I am currently working on a project that demonstrates some of the problems with standardizing interviews. I am revising a script we used to call a representative sample of U.S. high schools. The script was last used four years ago in a highly successful effort that led to an admirable 98% response rate. But to my surprise, when I went to pull up the old script I found instead a system of scripts. What was an online and phone survey had spawned fax and e-mail versions. What was intended to be a survey of principals now had a set of potential respondents from the schools, each with their own strengths and weaknesses. Answers to common questions from school staff were loosely scripted on an addendum to the original script. A set of tips for phonecallers included points such as “make sure to catch the name of the person who transfers you, so that you can specifically say that Ms X from the office suggested I talk to you” and “If you get transferred to the teacher, make sure you are not talking to the whole class over the loudspeaker.”
Heidi Hamilton, chair of the Georgetown Linguistics department, often refers to conversation as “climbing a tree that climbs back.” In fact, we often talk about meaning as mutually constituted between all of the participants in a conversation. The conversation itself cannot be taken outside of the context in which it lives. The many documents I found from the phonecallers show just how relevant these observations can be in an applied research environment.
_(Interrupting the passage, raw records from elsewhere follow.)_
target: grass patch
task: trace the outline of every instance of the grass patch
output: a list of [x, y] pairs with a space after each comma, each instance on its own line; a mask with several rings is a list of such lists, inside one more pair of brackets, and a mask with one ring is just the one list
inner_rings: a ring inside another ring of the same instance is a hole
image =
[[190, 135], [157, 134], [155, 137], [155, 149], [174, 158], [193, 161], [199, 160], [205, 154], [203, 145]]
The big question that arises from all of this is one of a practical strategy. In particular, I had to figure out how to best address the interview campaign that we had actually run when preparing to rerun the campaign we had intended to run. My solution was to integrate the feedback from the phonecallers and loosen up the script. But I suspect that this tactic will work differently with different phonecallers. I’ve certainly worked with a variety of phonecallers, from those that preferred a script to those that preferred to talk off the cuff. Which makes the best phonecaller? Neither. Both. The ideal phonecaller works with the situation that is presented to them nimbly and professionally while collecting complete and relevant data from the most reliable source. As much of the time as possible.
At this point, I’ve come pretty far afield of my original point, which is that all of these competing predictive strategies have complicated underpinnings.
And what of that?
I believe that the best research is conscious of its strengths and weaknesses and not afraid to work with other strategies in order to generate the most comprehensive picture. As we see comparisons and horse races develop between analytic strategies, I think the best analyses we’ll see will be the ones that fit the results of each of the strategies together, simultaneously developing a fuller breakdown of the election and a fuller picture of our new research environment.